I read its reviews and all of them were positive.... and our beloved Digit also gave Extreme4 best value award ( which is younger sibling of Extreme6).


----------



## sumonpathak (Aug 3, 2012)

sadly none of them investigated into the horrible llc 
however to each his own....


----------



## mandarpalshikar (Aug 3, 2012)

sumonpathak said:


> sadly none of them investigated into the *horrible llc *
> however to each his own....



Please explain  or give me some links where I can investigate...  I read in some forums that ASRock lies about their Digital VRM where as its actually analog one.  But really not sure about that but have to trust ASRock if they claim it is digital.


----------



## sumonpathak (Aug 3, 2012)

^^well...from my personal testing of these two boards i have seen the Extreme 4 has a tendency of setting the cpu vcore a bit higher than instructed...the issue was same in the Extreme 6..since ivy or sandy is extremely sensitive(what do u expect from chips with that kind of name ) i always suggest people to stay away form boards having llc issues...as it outs the chip in danger...
well..Asrock do have some issues about furnishing proper information
[H]ard|Forum - View Single Post - Best Z77 mATX board? Overclocking in mind.


----------



## mandarpalshikar (Aug 3, 2012)

Alright... so I'll need to keep myself away from tampering with voltages while OCing processor or RAM   ... thx for heads up.


----------



## sumonpathak (Aug 3, 2012)

^^u CANNOT oc without "tampering" with the voltages...cancel the order if ya can


----------



## mandarpalshikar (Aug 3, 2012)

sumonpathak said:


> ^^u CANNOT oc without "tampering" with the voltages...*cancel the order if ya can*




 Already too late... shipment on the way. Anyways wont be using this board as primary one... will use my old i3-2100 on this 
 I just love my Maximus V Gene....


----------



## ashis_lakra (Aug 3, 2012)

How 'bout this for 55o ti? 

A12 High Performance Cooling Fan for PC Video Card - Yellow + Black (DC 12V) - Worldwide Free Shipping - DX


----------



## mandarpalshikar (Aug 7, 2012)

Thx guys for important insights and product recommendations. I've decided not to purchase VGA cooler as they are costing more than half the cost of 550ti itself. I've got my ASRock Z77 Extreme 6 in my hand now and have build the rig. There is space of 1 full slot in between my two 550ti's now and hence the temp of the upper card has gone down by almost 10 degrees now. They run at 35 degrees at idle and rich maximum of 70 degrees on full load.
I'll save the money to purchase nvidia 600 series or amd HD 7000 series when prices drop down. As of now I dont have any worries as all games run at ultra settings on my rig giving 50 to 60 FPS in Skyrim / DeusX / BF3 and around 30 to 40 FPS in Unigine Heaven.
Once again thx you all for your suggestions.


----------



## d6bmg (Aug 7, 2012)

mandarpalshikar said:


> and around 30 to 40 FPS in Unigine Heaven.

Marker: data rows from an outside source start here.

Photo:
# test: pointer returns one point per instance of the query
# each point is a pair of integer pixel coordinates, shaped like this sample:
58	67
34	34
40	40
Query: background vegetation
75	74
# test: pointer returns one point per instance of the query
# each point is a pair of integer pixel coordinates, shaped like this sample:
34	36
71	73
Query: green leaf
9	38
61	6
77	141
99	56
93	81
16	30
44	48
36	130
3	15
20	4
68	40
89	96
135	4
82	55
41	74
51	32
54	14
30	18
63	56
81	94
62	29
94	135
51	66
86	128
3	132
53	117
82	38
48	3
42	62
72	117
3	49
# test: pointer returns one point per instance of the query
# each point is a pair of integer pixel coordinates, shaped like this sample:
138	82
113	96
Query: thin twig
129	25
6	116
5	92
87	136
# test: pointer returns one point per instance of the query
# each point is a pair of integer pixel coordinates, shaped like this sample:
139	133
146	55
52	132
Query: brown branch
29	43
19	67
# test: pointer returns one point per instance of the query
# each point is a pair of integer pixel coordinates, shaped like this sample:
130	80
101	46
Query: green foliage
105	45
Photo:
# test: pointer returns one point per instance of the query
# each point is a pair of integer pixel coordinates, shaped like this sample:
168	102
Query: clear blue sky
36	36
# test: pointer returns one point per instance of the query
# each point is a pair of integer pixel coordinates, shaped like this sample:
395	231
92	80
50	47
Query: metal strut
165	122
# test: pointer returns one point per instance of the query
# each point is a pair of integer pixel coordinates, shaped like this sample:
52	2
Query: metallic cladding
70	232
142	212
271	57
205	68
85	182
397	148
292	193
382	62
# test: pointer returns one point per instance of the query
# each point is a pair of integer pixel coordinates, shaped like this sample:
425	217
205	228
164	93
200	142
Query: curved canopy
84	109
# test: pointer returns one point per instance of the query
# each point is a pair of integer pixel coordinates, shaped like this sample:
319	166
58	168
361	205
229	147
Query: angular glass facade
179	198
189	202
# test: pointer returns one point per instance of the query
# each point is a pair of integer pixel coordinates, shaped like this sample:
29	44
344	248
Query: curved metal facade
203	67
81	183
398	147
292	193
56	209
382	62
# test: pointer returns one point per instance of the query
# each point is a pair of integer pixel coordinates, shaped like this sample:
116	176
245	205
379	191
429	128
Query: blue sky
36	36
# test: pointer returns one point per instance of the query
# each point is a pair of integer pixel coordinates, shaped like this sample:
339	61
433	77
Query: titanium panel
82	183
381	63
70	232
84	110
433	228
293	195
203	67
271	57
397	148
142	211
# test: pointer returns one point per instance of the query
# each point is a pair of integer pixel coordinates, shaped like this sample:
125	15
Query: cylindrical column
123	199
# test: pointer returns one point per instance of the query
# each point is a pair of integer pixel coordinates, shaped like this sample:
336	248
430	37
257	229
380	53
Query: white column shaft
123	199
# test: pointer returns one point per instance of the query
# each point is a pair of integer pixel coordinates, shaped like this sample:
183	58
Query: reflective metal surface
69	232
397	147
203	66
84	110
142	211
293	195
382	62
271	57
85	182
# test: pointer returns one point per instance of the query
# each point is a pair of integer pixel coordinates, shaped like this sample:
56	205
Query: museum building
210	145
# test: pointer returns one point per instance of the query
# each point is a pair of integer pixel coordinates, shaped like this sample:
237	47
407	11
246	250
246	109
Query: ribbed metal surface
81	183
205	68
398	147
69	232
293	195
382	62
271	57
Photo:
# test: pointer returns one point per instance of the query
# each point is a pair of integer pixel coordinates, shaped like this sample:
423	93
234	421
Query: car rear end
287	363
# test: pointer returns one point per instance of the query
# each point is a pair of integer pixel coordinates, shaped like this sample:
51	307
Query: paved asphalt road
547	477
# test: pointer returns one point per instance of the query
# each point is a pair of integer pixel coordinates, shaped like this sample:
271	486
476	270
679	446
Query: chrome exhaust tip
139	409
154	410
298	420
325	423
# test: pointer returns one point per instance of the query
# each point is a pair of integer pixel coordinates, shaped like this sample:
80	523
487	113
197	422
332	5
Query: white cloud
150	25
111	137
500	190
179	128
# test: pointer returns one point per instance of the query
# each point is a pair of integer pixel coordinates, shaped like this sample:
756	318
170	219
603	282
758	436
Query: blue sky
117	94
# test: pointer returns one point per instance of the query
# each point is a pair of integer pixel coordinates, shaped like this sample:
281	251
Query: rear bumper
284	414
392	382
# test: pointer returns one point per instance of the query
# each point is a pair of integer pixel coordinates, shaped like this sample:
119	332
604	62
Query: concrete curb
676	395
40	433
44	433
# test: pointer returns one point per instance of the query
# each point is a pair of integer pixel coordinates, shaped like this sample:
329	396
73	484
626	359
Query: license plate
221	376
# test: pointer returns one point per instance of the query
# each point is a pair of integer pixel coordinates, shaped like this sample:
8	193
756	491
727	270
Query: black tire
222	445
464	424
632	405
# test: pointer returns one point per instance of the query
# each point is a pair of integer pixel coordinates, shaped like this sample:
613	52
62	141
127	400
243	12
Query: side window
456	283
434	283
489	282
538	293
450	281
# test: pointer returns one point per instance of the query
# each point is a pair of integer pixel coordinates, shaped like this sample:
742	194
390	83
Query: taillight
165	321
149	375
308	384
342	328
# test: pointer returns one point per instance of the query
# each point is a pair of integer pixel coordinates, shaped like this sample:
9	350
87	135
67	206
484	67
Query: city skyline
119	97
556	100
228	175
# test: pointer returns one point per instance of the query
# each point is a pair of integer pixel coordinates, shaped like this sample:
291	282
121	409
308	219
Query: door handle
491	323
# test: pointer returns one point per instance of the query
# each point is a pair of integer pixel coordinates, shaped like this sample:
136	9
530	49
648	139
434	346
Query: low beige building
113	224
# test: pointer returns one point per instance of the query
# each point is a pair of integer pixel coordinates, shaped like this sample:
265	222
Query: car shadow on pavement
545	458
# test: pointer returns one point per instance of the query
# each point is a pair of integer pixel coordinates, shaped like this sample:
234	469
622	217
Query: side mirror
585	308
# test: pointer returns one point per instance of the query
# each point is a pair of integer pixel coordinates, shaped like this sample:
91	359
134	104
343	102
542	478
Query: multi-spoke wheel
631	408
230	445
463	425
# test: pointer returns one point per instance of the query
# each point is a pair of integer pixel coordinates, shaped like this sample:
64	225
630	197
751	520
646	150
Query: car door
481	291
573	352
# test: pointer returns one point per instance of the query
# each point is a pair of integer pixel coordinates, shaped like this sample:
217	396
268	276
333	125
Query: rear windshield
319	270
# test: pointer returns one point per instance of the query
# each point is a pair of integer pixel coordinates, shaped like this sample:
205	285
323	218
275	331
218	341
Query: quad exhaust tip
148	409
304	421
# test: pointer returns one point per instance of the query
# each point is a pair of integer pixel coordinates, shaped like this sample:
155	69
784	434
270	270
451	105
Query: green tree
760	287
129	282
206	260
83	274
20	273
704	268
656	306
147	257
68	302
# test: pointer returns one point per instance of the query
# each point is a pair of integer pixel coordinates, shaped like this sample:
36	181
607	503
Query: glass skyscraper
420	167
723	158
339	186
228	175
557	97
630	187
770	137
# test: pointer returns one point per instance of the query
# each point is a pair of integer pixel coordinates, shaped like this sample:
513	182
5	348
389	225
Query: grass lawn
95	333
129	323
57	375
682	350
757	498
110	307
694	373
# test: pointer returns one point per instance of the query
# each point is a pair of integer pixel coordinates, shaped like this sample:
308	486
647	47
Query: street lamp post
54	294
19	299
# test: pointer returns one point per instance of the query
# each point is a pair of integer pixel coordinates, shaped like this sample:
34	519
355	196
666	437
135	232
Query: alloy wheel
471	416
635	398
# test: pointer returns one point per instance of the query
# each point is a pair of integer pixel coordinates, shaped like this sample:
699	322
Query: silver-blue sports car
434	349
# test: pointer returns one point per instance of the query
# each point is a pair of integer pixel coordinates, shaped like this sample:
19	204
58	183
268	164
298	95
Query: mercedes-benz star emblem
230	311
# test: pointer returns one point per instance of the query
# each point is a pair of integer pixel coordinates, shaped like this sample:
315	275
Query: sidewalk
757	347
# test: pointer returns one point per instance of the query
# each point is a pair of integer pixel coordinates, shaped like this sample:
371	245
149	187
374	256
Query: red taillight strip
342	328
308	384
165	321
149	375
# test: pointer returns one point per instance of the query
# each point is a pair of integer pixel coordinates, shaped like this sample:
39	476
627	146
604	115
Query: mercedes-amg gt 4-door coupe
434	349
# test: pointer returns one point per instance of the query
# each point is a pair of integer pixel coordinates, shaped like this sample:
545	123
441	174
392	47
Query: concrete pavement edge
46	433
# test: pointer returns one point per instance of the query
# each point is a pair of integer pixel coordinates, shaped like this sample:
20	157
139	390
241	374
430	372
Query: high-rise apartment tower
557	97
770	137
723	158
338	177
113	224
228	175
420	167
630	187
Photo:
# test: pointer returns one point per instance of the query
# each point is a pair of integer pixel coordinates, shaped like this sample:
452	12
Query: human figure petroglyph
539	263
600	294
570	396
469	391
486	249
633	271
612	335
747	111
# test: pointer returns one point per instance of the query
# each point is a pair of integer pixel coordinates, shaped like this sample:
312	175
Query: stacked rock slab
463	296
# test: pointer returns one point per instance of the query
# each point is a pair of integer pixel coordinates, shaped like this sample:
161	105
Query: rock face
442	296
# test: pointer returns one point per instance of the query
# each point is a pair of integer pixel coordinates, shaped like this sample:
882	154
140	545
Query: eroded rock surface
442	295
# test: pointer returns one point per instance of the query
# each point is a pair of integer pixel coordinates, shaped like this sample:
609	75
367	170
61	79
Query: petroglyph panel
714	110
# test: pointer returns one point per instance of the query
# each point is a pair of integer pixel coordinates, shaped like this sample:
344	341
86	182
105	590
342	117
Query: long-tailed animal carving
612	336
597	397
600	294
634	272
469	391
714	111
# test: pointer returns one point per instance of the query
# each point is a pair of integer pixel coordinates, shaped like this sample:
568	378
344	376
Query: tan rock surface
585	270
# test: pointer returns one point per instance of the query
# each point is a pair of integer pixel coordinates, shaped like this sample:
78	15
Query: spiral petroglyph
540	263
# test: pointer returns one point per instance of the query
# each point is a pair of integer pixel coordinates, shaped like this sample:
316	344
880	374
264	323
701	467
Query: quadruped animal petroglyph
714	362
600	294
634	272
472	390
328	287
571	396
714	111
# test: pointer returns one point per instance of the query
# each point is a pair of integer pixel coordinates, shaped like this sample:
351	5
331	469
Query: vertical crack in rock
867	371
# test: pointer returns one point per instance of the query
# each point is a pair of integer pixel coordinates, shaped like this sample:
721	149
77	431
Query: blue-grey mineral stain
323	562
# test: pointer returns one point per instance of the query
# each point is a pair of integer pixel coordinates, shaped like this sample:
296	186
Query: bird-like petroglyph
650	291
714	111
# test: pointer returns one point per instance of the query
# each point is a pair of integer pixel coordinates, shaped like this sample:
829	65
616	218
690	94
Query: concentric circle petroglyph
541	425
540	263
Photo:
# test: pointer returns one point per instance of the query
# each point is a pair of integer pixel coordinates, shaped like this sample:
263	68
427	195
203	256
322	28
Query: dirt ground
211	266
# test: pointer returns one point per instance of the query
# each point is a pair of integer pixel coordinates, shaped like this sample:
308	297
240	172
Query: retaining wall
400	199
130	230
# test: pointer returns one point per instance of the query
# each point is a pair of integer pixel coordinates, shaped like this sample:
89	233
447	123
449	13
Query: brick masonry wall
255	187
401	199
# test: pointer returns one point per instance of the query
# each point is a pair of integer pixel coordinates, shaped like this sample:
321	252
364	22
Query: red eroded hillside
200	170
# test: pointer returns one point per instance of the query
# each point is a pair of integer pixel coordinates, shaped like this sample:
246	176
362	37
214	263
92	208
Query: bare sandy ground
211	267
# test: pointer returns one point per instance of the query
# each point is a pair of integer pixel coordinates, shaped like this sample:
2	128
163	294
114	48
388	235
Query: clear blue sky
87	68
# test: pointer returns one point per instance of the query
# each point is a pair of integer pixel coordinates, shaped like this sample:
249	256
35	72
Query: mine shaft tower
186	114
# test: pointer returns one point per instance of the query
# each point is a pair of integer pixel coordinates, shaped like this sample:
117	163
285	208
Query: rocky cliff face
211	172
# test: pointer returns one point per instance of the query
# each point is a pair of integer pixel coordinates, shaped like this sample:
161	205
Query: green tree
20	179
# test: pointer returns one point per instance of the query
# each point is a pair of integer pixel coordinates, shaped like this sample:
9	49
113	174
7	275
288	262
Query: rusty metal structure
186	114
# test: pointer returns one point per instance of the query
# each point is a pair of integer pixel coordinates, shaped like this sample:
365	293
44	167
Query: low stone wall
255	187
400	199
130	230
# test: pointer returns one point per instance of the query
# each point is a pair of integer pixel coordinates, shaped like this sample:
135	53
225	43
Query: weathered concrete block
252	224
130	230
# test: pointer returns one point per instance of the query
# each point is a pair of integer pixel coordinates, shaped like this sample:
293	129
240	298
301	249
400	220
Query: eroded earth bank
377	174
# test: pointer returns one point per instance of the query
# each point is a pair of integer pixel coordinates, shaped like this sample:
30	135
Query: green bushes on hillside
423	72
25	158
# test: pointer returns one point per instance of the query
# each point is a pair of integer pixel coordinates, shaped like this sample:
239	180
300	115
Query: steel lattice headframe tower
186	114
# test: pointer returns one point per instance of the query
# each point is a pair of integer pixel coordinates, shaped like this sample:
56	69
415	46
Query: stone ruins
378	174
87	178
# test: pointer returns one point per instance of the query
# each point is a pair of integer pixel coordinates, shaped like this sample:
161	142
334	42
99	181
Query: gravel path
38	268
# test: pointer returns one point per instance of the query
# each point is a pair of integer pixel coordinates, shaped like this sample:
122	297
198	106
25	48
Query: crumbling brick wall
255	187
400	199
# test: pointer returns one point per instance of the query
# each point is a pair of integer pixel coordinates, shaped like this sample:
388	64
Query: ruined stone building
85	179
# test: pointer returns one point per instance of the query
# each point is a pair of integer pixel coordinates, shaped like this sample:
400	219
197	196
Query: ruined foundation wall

One piece of suggestion: Unless the ambient of your room is 20C, don't run Unigine heaven. It have the capability to burn GPU out. If that happens you will lose warranty instantly.


----------



## mandarpalshikar (Aug 7, 2012)

d6bmg said:


> One piece of suggestion: *Unless the ambient of your room is 20C*, don't run Unigine heaven. It have the capability to burn GPU out. If that happens you will lose warranty instantly.



Yes... will take care...will run the full Unigine benchmark only when i switch on the AC and put on low temp in my room. thx.


----------



## d6bmg (Aug 8, 2012)

^^ Instead use 3D mark for the purpose of benchmarking your GPU. Any version will be good. Avoid using Unigine heaven altogether, if you can.


----------



## topgear (Aug 8, 2012)

d6bmg said:


> One piece of suggestion: Unless the ambient of your room is 20C, don't run Unigine heaven. It have the capability to burn GPU out. If that happens you will lose warranty instantly.



I've run unigine Heaven ( version 2.5 and 3.0 ) many times ( even for continuously for an hour ) and this won't do any harm to the gpu  but one should not play with Kombuster/Furmak though.


----------